Diana Al-Hadid examines the historical frameworks and perspectives that continue to shape discourse on culture and materials today. With a practice spanning sculpture, wall reliefs, and works on paper, the artist weaves together enigmatic narratives that draw inspiration from both ancient and modern civilizations. Al-Hadid’s rich allegorical constructions are born from art historical religious imagery, ancient manuscripts, female archetypes, and folkloric storytelling frameworks.
Framed by a host of references from antiquity, cosmology, cartography, and architecture, Al-Hadid’s work gives form to ghostly images abstractly rendered in materials as various as steel, polymer gypsum, fiberglass, wood, foam, plaster, aluminum foil, and pigment. The artist’s process-based explorations innovate from commonplace industrial materials. Their formidable presence sits steady in the lineage of creation and construction that we associate with empire, complicated by an often-elegiac tone.

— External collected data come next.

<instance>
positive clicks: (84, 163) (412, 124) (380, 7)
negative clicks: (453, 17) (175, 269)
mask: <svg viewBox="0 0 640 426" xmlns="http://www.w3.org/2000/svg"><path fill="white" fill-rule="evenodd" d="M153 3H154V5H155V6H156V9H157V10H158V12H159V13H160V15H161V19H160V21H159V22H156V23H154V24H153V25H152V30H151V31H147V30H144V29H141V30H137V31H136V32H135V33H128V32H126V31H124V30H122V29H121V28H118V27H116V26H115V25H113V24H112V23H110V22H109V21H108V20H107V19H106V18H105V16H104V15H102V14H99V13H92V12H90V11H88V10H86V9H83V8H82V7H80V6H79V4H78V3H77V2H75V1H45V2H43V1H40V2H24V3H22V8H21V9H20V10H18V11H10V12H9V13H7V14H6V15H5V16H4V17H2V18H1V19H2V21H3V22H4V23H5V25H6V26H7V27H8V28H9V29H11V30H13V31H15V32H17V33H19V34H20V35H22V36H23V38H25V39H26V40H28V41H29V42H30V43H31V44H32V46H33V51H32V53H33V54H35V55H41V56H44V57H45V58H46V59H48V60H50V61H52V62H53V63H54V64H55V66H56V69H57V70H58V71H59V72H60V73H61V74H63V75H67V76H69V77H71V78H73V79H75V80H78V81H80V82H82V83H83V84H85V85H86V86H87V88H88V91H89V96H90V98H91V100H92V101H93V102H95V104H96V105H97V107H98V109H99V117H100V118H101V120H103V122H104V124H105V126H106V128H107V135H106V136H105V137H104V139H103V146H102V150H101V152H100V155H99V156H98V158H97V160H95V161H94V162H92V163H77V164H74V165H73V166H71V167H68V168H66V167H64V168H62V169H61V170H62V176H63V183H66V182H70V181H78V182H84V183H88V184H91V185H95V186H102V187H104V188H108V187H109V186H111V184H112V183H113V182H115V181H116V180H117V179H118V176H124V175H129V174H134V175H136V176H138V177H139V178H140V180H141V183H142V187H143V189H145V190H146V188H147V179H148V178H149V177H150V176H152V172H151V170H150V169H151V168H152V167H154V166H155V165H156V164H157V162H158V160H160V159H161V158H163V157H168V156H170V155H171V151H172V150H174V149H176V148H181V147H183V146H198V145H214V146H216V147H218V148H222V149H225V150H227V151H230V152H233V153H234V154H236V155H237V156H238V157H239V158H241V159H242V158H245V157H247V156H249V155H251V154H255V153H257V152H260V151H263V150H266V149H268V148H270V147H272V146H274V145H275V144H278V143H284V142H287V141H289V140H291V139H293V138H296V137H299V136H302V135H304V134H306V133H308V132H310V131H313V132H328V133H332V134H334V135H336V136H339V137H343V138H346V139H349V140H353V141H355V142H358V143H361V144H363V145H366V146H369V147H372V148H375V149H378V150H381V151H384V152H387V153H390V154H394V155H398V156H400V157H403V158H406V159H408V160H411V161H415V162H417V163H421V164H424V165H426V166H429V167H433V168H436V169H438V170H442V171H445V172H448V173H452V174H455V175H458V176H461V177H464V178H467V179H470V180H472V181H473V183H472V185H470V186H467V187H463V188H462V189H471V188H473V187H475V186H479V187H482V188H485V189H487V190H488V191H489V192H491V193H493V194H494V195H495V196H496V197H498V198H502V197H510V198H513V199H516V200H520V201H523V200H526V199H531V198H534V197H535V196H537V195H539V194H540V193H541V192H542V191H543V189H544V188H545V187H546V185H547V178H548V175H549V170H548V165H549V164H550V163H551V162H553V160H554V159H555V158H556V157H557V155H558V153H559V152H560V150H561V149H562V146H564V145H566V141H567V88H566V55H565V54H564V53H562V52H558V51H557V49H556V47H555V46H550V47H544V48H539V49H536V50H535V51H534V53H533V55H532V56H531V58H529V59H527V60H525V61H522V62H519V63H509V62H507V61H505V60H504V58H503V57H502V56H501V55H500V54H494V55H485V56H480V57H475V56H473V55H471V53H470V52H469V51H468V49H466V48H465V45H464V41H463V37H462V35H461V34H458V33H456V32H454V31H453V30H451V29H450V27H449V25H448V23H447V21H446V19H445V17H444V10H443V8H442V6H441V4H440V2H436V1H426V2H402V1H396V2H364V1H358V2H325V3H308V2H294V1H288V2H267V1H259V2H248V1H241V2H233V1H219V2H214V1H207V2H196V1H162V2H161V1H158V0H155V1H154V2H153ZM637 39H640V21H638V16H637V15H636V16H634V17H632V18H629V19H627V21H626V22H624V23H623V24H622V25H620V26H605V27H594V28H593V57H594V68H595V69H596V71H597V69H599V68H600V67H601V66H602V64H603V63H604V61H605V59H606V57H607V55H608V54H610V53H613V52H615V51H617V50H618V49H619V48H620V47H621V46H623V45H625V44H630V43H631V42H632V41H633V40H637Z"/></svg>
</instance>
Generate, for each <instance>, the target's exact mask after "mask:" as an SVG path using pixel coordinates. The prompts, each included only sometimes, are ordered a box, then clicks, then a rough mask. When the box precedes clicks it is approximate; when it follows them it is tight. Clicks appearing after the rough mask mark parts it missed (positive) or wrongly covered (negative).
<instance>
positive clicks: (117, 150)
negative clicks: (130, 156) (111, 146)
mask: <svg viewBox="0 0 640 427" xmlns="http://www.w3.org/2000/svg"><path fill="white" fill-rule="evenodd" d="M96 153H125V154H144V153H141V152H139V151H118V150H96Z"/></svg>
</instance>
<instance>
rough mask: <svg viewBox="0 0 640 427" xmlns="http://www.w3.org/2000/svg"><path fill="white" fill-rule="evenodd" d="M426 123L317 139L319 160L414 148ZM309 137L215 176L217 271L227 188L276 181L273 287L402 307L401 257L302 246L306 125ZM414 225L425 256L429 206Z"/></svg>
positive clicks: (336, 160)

On these architectural associations, Aruna D’Souza has said, “Though Al-Hadid is known for making work that is engaged with architecture—imagining the body as a kind of scaffold or superstructure, using materials commonly found on building sites—it is anti-architectural in one crucial way: it is a product of intuition, of responsiveness in the moment, of seeing what’s there and what needs to come next, of having a vision and allowing it to develop according to its own logic. Though she draws upon a deep understanding of what is possible given her long engagement with her chosen materials and methods, there is no set plan, no strict blueprint, no predetermined schematics.”